Python - Recursive Functions

Question

Below is the code that I am trying to execute: Recursively parse a string for a pattern that can be either 1 or 2 characters long.

def recur_parse(s,pattern):
   result = False
   print(s[0],s[0:2],result)
   if s[0]==pattern or s[0:2]==pattern:
     print('Condition Satisfied')
     return True
   elif len(s[1:]) >= len(pattern):
     print('Calling the function recurisively with params',s[1:],pattern)
     recur_parse(s[1:],pattern)
   else:
     return False

The expectation is that the recursive call should return a True, but it returns a False.

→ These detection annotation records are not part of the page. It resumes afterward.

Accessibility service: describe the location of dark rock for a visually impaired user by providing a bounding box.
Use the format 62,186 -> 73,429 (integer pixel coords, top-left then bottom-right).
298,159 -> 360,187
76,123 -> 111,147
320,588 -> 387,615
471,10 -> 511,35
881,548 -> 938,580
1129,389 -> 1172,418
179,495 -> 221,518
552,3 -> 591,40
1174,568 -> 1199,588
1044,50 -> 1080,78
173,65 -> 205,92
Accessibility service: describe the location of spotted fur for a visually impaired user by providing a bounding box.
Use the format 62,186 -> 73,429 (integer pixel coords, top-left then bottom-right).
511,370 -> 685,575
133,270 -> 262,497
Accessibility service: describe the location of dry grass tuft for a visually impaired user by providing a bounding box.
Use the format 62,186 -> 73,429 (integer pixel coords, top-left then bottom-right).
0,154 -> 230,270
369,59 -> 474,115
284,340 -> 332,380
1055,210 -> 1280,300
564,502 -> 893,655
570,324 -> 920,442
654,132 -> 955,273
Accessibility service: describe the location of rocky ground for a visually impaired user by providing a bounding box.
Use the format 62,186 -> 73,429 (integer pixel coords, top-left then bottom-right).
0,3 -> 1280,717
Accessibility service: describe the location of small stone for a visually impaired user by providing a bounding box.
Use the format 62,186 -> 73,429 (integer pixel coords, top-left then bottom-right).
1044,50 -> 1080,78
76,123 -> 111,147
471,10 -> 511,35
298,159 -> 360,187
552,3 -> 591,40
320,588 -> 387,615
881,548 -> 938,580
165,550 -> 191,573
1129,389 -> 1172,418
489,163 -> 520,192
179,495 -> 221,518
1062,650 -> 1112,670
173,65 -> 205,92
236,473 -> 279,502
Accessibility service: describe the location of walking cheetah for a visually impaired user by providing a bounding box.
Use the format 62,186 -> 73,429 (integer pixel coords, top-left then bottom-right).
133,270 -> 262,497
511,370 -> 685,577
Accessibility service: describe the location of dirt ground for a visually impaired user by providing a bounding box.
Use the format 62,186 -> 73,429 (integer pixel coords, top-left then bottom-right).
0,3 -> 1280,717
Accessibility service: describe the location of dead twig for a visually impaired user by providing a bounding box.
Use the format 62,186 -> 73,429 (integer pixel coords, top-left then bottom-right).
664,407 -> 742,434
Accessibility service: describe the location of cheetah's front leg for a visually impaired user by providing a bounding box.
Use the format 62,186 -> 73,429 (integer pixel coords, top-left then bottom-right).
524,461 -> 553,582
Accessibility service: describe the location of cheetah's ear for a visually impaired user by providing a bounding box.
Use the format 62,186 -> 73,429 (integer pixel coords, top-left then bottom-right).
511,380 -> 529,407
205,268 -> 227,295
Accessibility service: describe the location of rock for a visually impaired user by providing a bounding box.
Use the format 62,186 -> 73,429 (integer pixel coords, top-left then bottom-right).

Am I doing anything wrong?

The testcases execution for the same are below:

Case #1:

recur_parse('ximibi','xi')
('x', 'xi', False)
Condition Satisfied
=> True

Case #2:

recur_parse('ximibi','im')
('x', 'xi', False)
('Calling the function recurisively with params', 'imibi', 'im')
('i', 'im', False)
Condition Satisfied

Answer 1

It does not really return a False, but it returns None in the recursive case. Also, it always prints the initial value of the (never again used) variable result, which is False. To fix it, just add a return statement before the recursive call.

def recur_parse(s, pattern):
    if s[0] == pattern or s[0:2] == pattern:
        return True
    elif len(s[1:]) >= len(pattern):
        return recur_parse(s[1:], pattern)
    else:
        return False

You could also simplify the function to a single, more complex return statement (though whether that's simpler is certainly a matter of taste).

def recur_parse(s, pattern):
    return s[0] == pattern or s[0:2] == pattern \
            or len(s[1:]) >= len(pattern) and recur_parse(s[1:],pattern)

Answer 2

Your second case isn't returning False, it is returning None because you are not returning the result of the recursive call to recur_parse. Compare your code to the following function:

def recur_parse(s, pattern):
   if s[0] == pattern or s[0:2] == pattern:
     return True
   elif len(s[1:]) >= len(pattern):
     return recur_parse(s[1:], pattern) # notice the return here
   else:
     return False

However, this only works with patterns that are of length 1 or 2. This can be extended with str.startswith.

def has_string(s, m):
    return s.startswith(m) or bool(s) and has_string(s[1:], m)

Note that here bool(s) is the base case. Whether or not this is readable is above my pay grade.

If this wasn't a practice in recursion, you'd want to use:

def has_string(s, m):
    return m in s

Answer 3

def recur_parse(s,pattern):
    if (len(s) < len(pattern)):
        return False
    if (s[0:len(pattern)] == pattern):
        return True
    return recur_parse(s[1:],pattern)

Changed so it is slightly more robust: Should work with patterns of n length.

1. You should be returning the result of the recursive function so you know the result further down the line.
2. Your Result variable does nothing
3. You should probably check the length at the start of the function in case a String shorter than the pattern is passed to begin with
4. You can remove one of the conditional statements with the position of the return statements.

The first part of the recursive statement checks for the edge cases: Where you either know, explicitly, that the String is valid or invalid. Finally, the recursive step assumes that the two edge cases failed, hence try again until one passes.